Sparkymoo · 29/05/2024 11:13

It's sector too. I have moved from charity to corporate, very similar role. I now earn 20% more. Next year it will be more like 35% more as I will be eligible for annual bonus. My job is easier, I don't manage a team, I bring a lot of experience but I would to my next charity sector job too. I suppose my experience is unusual in the corporate sector but it's not unusual in terms of potential applicants for the role.

OnePerkyTurtle · 29/05/2024 11:49

I think I’d respectfully disagree at the moment, looking at the recruitment and retention problems in both sectors. Both professions require a degree along with significant vetting, medicals, financials etc that many people working in other roles would not successfully pass at the moment. Maybe those types of job are attractive to people for the perceived societal benefit they provide rather than the money but personally you couldn’t pay me enough to do them. The pay they receive for what they have to do baffles me.

therealcookiemonster · 29/05/2024 12:50

all sahm parents should get a salary + pension contributions from state if their children are below school age. fully paid maternity leave for 12 months.

pay in key professions - teachers, healthcare workers, police, fire service should be much much higher
no bonuses for bankers and fines/jail time for ceos when their company is negligent/causes harm eg. Thames water/the post office
bonuses in the private sector to be capped and if the company makes huge losses, no one gets bonuses and the pay for top earners is capped at say 1 mill or less

StormingNorman · 29/05/2024 14:04

caringcarer · 29/05/2024 07:49

I think skill and how hard to replace that PP suggested is accurate. Think of a Premier league football player. Hard to replace with lots of skill in their position. Lots of people can play football but few at the premier level.

They also make their employer a LOT of money.

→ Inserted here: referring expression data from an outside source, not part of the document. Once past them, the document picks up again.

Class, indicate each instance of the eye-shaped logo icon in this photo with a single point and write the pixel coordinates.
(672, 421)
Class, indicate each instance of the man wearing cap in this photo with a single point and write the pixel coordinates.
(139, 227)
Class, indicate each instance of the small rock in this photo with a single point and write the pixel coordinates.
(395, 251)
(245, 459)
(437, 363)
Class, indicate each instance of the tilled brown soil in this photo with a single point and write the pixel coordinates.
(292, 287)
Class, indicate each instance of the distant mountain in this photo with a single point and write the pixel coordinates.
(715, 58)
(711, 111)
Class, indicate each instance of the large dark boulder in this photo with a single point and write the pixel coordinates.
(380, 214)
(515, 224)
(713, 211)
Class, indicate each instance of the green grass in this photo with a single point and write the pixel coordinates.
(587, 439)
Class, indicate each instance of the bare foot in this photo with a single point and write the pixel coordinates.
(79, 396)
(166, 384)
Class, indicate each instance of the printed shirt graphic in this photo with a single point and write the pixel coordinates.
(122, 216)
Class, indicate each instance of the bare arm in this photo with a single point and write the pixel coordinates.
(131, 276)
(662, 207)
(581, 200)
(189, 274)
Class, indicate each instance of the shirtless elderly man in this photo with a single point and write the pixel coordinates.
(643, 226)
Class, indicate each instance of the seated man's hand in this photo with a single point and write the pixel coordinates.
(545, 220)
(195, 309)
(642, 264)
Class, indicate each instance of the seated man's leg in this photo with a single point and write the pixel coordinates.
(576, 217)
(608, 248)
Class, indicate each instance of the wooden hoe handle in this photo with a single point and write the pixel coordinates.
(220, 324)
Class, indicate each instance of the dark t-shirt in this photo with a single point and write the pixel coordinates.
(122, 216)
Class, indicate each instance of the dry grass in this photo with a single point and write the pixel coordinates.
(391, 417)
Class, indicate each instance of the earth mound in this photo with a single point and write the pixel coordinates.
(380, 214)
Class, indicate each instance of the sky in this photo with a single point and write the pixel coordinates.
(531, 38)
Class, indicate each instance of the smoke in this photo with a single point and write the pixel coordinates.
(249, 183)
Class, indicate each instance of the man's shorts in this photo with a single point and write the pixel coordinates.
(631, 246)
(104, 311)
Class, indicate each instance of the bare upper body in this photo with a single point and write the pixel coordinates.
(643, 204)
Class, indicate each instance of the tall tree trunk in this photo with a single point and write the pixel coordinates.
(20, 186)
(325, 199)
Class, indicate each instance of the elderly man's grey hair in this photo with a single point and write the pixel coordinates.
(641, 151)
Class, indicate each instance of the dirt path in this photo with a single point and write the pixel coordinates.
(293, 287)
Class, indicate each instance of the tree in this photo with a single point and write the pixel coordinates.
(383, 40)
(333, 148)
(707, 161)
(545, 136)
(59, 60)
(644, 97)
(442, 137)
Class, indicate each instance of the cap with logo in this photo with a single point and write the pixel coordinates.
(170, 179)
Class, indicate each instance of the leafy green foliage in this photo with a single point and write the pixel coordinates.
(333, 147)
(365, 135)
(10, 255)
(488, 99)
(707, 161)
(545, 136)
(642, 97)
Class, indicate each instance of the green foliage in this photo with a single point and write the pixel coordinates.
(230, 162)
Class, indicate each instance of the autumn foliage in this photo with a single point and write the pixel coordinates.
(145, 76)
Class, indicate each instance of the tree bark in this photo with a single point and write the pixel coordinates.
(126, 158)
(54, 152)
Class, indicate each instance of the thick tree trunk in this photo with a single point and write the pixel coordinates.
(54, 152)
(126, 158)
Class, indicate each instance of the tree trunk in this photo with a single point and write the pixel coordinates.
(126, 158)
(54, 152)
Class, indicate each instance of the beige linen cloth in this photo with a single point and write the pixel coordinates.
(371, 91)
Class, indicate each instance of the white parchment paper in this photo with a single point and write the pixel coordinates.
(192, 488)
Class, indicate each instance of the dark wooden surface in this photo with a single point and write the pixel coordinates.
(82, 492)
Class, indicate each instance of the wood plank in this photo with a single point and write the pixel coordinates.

nearlylovemyusername · 29/05/2024 14:19

One of the very first statements I heard from a CFO of a multinational when I just joined labour market as a trainee was "you shouldn't work hard, you should work smart".
This makes all the difference.

Plus working hard is subjective - who ever admits having it easy? and accepting that you're in a low paid job because of own skills/qualities/attitude etc rather than life's being unfair to you?

AGlinnerOfHope · 29/05/2024 14:59

Any job is hard when you are the wrong fit.

The perfect job may feel easy because you’re the right fit. DH couldn’t have done mine, and I couldn’t do his.

Oblomov24 · 29/05/2024 15:01

Not always. I know loads of people in high paid jobs that don't have all the things mentioned: not that much stress, not that much responsibility, not that much technical or specialist knowledge.